Austin, TX – The National Academy of Construction has announced that Harold L. Adams is the 2021 recipient of NAC’s Ted C. Kennedy Award, the Academy’s highest honor. The Executive Committee confirmed the recognition with a unanimous vote.
Adams, chairman emeritus of RTKL Associates, has influenced the world of architecture for more than six decades on a global scale. He has been honored by the AIA with two of its highest recognitions: as a member of its College of Fellows and as a recipient of the Edward C. Kemper Award. He served as chancellor of the College in 1998. He is a member of the Royal Institute of British Architects and was one of the first Americans to become a member of the Japan Institute of Architects. A strong advocate for collaboration, he was the first architect elected chair of the Design-Build Institute of America, exemplifying his efforts in bridging the design and construction disciplines. He was a licensed architect in 44 states.
From his humble beginnings in a small Texas town, his career took him from his alma mater, Texas A&M University, to some of the most noteworthy architectural projects ever built: the John F. Kennedy Eternal Flame, the redevelopment of Lafayette Square, the U.S. Naval Academy master plan, the rebuilding of the Pentagon after 9/11, the U.S. Capitol Visitor Center, the Shanghai Science and Technology Museum, and many more.
Adams’ selection as the Ted C. Kennedy Award recipient bolsters the prominence of the honor, according to Wayne Crew, NAC General Secretary. “Harold Adams stands apart in the world of architecture and in the design and construction industry,” Crew said. “His career, his leadership, and his contributions have made the world a better place for us all.”
The award honors late industry leader Ted C. Kennedy, founder of BE&K who built the company into a worldwide leader. Criteria for the Kennedy Award are imposing: commitment to people; obsession with safety; integrity and ethics; championing innovation; a lifetime of achievement; breadth of sector experience and roles; industry organization and leadership; generosity; and support of the greater community. NAC judged Adams as exceeding all.

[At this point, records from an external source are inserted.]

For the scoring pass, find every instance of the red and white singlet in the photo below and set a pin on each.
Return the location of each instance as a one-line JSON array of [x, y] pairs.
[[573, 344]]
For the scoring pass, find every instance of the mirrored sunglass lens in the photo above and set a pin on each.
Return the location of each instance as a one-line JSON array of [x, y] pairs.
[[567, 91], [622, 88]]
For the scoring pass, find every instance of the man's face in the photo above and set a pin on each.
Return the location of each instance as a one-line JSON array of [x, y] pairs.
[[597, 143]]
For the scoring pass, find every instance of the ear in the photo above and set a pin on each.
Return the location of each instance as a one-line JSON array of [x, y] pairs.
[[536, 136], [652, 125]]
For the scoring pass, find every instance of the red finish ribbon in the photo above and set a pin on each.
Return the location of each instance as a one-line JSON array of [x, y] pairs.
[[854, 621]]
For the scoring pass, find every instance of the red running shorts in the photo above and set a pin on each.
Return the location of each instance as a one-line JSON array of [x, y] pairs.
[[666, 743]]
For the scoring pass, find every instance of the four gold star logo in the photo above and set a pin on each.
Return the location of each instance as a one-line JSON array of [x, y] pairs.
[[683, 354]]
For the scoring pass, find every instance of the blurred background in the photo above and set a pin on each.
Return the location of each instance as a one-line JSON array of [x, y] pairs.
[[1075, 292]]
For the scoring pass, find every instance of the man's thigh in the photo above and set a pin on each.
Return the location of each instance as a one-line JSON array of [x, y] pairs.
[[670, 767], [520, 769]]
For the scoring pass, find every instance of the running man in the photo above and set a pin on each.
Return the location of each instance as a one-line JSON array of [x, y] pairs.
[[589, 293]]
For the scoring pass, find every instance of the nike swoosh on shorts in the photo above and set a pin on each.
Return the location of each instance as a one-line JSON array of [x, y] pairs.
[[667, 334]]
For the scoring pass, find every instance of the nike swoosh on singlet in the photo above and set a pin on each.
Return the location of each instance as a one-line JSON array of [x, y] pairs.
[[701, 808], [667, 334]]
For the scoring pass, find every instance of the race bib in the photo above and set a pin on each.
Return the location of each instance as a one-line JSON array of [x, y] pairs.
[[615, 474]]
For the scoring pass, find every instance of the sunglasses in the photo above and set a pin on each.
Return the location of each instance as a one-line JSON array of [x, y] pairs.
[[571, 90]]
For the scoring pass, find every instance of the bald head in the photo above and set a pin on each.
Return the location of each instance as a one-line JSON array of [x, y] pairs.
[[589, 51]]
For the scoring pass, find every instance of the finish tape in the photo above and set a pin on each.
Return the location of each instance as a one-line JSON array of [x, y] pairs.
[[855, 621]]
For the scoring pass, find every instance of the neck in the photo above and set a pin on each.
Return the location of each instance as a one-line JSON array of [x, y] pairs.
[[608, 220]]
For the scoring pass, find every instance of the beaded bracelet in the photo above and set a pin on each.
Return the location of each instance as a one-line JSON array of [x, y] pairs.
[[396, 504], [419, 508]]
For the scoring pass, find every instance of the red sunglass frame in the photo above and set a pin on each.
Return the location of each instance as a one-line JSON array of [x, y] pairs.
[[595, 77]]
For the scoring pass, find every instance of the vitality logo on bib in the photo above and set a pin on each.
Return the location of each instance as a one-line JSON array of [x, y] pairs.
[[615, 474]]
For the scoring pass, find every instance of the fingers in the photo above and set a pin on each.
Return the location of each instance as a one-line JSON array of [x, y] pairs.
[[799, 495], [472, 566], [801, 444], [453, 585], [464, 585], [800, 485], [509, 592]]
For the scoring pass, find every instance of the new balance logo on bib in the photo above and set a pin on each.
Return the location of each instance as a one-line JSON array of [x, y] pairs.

Adams’ career began with John Carl Warnecke and Associates and the Lafayette Square project. His work captured the attention of President Kennedy and his wife and he later worked on renovations to the Kennedy family homes in Hyannis Port, MA. Recruited by RTKL in Baltimore, Adams was only 29 when he became president of the firm. He grew the one-office company from 45 to 1,200 employees with 14 international offices. He also was the founder of the World Trade Institute of Maryland, serving with the institute for over 30 years. He also was chairman of the National Building Museum in Washington, D.C., from 1996-98, and chairman of the American Architectural Foundation from 2000-2004.
Today, Adams is a professor of practice at Texas A&M, where he is a Distinguished Alumnus and holds an Honorary Doctorate of Letters. He also is a Fellow in the Hagler Institute of Advanced Studies at the university. He has endowed four professorships and one scholarship at A&M as well. His creation of a week-long collaborative class for students from each department in the architectural college presents them with real-world issues to resolve.
Adams now joins 10 other Kennedy Award recipients: Ted C. Kennedy; James L. Lammie; Richard L. Tucker; James B. Porter, Jr.; James G. Slaughter, Jr.; David J. Nash; Joseph A. Ahearn; Henry J. Hatch; Charles B. Thomsen; and Janice L. Tuchman.